Senior authors Drs. Levi Garraway and Mark Rubin and their colleagues used this strategy to view the complete genomes of seven prostate tumors and compare them to normal tissue samples to find regions of abnormality.
"Whole genome sequencing gives us fascinating new insights into a category of alterations that may be especially important in prostate cancer," says Dr. Garraway, a senior associate member of the Broad Institute and a medical oncologist and assistant professor at the Dana-Farber and Harvard Medical School.
Dr. Rubin compares the Nature study to looking not just for spelling errors in the genome, but also for whole paragraphs or sections of genomic text that have been rearranged.

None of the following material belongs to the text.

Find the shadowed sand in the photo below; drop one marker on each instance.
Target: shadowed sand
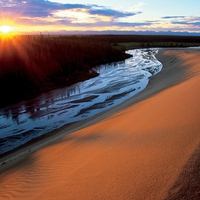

"One of the big surprises is the fact that prostate cancer doesn't have a large number of misspellings, but instead has a large, significant number of rearrangements," says Dr. Rubin.
"We would never have guessed that there were so many genomic alterations of this type before now because we didn't have the right tools to look for them."
These alterations are known as genomic rearrangements - a kind of shuffling that occurs when a piece of DNA from one part of the genome breaks off and reattaches itself in another location. These rearrangements can create new genes (called "fusion genes"), allow a gene to operate unchecked, or prevent a gene from even working at all.
Such changes can set a cell on a path toward cancer. By looking for genes affected by these rearrangements in multiple prostate cancer samples, the researchers unearthed new genes tied to the disease and found new mechanisms that may be driving cancer as a whole.
"This first whole genome view shows us tantalizing evidence for several new prostate cancer genes that likely would have remained undiscovered had we not been taking a genome-wide approach," says Dr. Garraway.
The study appears in the Feb. 10th issue of the journal Nature.